I have a question. Is there a possible way to see if a column header exists in a file, or skip rows until? Say I have a group of files. One with a header on the first row, another with the header on the second row following some useless text on the first row, and another that has no header. I want to skip all rows before the column header or detect if one even exists without specifying "skiprows" in the code. There are a number of hard coded ways to do this. I have used regexes and replaces etc., but I am looking for a more universal idea that covers all bases. I have even made a raw input prompt that allows you to enter the amount of rows you want to skip. That method worked, but I want something that will not have to rely on user input and just detect column headers on its own. I am just looking for a few ideas if any. I am working mainly csv type files and would like to do this with Python.
1 Answers
csv.Sniffer has a has_header() function that should return True if the first row appears to be a header. A procedure for using it would be to first remove all empty rows from the top until the first non-empty row and then run csv.Sniffer.has_header(). My experience is that the header must be in the first line for has_header() to return True and it will return False if the number of header fields do not match the number of data fields for at least one row in its scan range which must be set by the user. 1024 or 2048 are typical scan ranges. I tried to set it much higher even so the entire file would be read, but it still failed to recognize the header if it was not in the first line. All my testing was done using Python 2.7.10.
Here is an example of using csv.Sniffer in a script that first determines if a file has a recognizable header and if not renames it, creates a new, empty file with the original name, then opens the renamed file for reading and the new file for writing and writes the renamed file contents to the new file excluding leading blank lines. Finally it retests the new file for a header to determine if removing the blank lines made a difference.
import csv
from datetime import datetime
import os
import re
import shutil
import sys
import time
common_delimeters = set(['\' \'', '\'\t\'', '\',\''])
def sniff(filepath):
with open(filepath, 'rb') as csvfile:
dialect = csv.Sniffer().sniff(csvfile.read(2048))
delimiter = repr(dialect.delimiter)
if delimiter not in common_delimeters:
print filepath,'has uncommon delimiter',delimiter
else:
print filepath,'has common delimiter',delimiter
csvfile.seek(0)
if csv.Sniffer().has_header(csvfile.read(2048)):
print filepath, 'has a header'
return True
else:
print filepath, 'does not have a header'
return False
def remove_leading_blanks(filepath):
# test filepath for header and delimiter
print 'testing',filepath,'with sniffer'
has_header = sniff(filepath)
if has_header:
print 'no need to remove leading blank lines if any in',filepath
return True
# make copy of filepath appending current date-time to its name
if os.path.isfile(filepath):
now = datetime.now().strftime('%Y%d%m%H%M%S')

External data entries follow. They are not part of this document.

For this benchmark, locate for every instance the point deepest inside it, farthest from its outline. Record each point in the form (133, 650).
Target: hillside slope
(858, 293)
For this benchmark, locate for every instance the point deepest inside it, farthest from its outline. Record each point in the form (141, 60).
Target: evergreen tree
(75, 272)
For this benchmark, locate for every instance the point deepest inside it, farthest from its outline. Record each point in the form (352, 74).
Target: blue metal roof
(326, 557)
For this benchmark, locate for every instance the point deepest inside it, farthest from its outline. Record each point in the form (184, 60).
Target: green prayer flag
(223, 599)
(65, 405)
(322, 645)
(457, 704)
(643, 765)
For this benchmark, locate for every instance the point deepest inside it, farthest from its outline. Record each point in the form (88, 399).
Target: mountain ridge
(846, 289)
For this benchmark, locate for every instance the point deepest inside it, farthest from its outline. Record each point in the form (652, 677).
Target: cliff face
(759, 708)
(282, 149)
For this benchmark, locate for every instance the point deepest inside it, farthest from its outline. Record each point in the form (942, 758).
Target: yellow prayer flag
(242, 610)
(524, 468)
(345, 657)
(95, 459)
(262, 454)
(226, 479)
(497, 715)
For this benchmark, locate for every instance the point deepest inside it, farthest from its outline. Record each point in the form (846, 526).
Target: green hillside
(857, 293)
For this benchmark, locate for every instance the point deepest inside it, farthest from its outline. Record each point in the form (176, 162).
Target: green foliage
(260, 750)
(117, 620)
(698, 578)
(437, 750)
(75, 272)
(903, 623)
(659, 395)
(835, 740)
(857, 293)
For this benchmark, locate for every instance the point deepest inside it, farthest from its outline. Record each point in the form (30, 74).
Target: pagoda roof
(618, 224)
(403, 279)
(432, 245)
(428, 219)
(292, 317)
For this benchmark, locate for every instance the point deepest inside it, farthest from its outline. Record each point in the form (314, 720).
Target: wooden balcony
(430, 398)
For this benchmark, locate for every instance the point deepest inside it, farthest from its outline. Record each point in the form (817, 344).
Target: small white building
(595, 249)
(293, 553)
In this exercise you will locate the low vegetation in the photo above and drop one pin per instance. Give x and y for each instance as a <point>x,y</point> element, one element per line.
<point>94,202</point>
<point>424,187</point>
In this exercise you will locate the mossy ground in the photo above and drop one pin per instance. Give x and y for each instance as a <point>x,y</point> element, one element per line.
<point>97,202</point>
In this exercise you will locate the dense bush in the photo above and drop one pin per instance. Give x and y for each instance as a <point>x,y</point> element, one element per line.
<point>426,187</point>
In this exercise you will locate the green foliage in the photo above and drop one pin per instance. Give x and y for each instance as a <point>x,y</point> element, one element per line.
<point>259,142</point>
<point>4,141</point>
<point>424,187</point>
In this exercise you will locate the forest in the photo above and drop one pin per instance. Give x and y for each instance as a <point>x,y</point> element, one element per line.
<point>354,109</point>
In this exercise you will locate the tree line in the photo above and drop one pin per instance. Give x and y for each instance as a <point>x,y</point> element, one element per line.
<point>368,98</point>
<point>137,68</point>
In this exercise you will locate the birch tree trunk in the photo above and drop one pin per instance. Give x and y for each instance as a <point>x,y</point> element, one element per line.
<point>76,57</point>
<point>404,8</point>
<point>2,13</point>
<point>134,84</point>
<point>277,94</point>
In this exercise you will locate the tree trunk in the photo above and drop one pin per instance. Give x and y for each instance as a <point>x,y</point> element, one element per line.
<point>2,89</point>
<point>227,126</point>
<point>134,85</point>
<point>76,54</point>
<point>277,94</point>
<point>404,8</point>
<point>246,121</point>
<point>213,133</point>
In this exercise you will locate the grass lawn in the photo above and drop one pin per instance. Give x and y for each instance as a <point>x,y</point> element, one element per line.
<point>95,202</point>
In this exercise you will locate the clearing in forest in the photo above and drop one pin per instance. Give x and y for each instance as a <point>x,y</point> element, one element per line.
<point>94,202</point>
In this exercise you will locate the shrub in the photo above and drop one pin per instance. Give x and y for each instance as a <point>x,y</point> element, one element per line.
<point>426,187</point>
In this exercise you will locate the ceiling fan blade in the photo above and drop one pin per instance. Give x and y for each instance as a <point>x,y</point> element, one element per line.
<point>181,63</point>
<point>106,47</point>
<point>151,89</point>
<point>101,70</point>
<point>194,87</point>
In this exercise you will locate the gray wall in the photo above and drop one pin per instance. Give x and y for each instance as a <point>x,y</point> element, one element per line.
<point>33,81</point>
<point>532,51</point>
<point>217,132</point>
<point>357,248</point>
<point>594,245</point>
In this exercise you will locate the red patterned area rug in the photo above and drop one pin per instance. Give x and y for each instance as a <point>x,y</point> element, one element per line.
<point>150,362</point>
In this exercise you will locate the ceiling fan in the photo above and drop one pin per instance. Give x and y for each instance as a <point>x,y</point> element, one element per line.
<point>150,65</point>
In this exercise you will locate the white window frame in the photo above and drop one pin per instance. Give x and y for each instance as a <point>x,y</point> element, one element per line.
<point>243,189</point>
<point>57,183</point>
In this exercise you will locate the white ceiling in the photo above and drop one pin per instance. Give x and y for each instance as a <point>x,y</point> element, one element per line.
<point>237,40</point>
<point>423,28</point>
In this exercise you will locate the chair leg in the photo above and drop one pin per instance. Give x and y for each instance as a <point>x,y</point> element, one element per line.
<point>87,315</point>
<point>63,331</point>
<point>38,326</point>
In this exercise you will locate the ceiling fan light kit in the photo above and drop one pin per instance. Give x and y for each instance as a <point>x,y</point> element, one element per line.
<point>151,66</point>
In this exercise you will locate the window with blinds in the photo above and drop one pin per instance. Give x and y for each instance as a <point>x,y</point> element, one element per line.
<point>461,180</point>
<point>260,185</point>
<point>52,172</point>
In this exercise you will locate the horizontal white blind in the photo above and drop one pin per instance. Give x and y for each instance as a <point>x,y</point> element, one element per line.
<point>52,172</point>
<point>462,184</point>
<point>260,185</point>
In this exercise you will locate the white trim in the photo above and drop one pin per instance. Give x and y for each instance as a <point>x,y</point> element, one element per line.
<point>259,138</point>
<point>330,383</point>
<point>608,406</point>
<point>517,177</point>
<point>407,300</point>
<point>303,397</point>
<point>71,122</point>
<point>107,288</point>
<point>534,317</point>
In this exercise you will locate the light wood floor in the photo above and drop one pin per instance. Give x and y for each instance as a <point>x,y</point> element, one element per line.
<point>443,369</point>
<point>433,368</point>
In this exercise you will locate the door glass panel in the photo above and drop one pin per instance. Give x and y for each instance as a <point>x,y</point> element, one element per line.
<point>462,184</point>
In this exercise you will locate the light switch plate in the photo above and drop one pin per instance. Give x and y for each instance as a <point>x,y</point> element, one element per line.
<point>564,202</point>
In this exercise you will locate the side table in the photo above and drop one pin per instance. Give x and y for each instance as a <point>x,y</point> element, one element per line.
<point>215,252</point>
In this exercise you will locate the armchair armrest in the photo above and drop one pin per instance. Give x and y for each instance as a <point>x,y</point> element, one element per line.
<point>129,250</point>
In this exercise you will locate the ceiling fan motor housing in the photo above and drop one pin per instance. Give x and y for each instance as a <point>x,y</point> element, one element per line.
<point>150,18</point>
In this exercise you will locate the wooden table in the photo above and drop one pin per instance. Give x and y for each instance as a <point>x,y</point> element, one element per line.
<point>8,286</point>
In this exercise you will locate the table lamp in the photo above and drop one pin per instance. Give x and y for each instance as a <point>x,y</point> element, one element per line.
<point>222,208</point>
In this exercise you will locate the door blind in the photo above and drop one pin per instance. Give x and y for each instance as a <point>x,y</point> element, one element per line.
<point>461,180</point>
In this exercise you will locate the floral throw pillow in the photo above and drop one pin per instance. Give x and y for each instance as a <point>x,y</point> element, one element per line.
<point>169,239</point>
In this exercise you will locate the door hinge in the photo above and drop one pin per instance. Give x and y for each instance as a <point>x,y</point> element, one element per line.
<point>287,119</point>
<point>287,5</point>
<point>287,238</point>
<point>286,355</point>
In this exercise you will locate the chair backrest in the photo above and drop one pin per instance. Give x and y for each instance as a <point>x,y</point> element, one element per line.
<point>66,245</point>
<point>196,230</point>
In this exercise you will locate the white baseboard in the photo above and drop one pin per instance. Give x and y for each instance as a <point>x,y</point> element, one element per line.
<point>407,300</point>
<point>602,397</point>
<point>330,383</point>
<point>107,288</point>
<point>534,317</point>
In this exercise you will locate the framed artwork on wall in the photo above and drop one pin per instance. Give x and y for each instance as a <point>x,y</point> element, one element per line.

m = re.search(r'(\.[A-Za-z0-9_]+)\Z',filepath)
bakpath = ''
if m != None:
bakpath = filepath.replace(m.group(1),'') + '.' + now + m.group(1)
else:
bakpath = filepath + '.' + now
try:
print 'renaming', filepath,'to', bakpath
os.rename(filepath, bakpath)
except:
print 'renaming operation failed:', sys.exc_info()[0]
return False
print 'creating a new',filepath,'from',bakpath,'minus leading blank lines'
# now open renamed file and copy it to original filename
# except for leading blank lines
time.sleep(2)
try:
with open(bakpath) as o, open (filepath, 'w') as n:
p = False
for line in o:
if p == False:
if line.rstrip():
n.write(line)
p = True
else:
continue
else:
n.write(line)
except IOError as e:
print 'file copy operation failed: %s' % e.strerror
return False
print 'testing new',filepath,'with sniffer'
has_header = sniff(filepath)
if has_header:
print 'the header problem with',filepath,'has been fixed'
return True
else:
print 'the header problem with',filepath,'has not been fixed'
return False
Given this csv file where the header is actually on line 11:
header,better,leader,fodder,blather,super
1,2,3,,,
4,5,6,7,8,9
3,4,5,6,7,
2,,,,,
remove_leading_blanks() determined that it did not have headers, then removed the leading blank lines and determined that it did have headers. Here is the trace of its console output:
testing test1.csv with sniffer...
test1.csv has uncommon delimiter '\r'
test1.csv does not have a header
renaming test1.csv to test1.20153108142923.csv
creating a new test1.csv from test1.20153108142923.csv minus leading blank lines
testing new test1.csv with sniffer
test1.csv has common delimiter ','
test1.csv has a header
the header problem with test1.csv has been fixed
done ok
While this may work a lot of the time, generally it does not appear reliable due to too much variation in headers and their placement. However, maybe its better than nothing.
See csv.Sniffer, csv.py and _csv.c for more info. PyMOTW's csv – Comma-separated value files has a good tutorial review of the csv module with details on Dialects.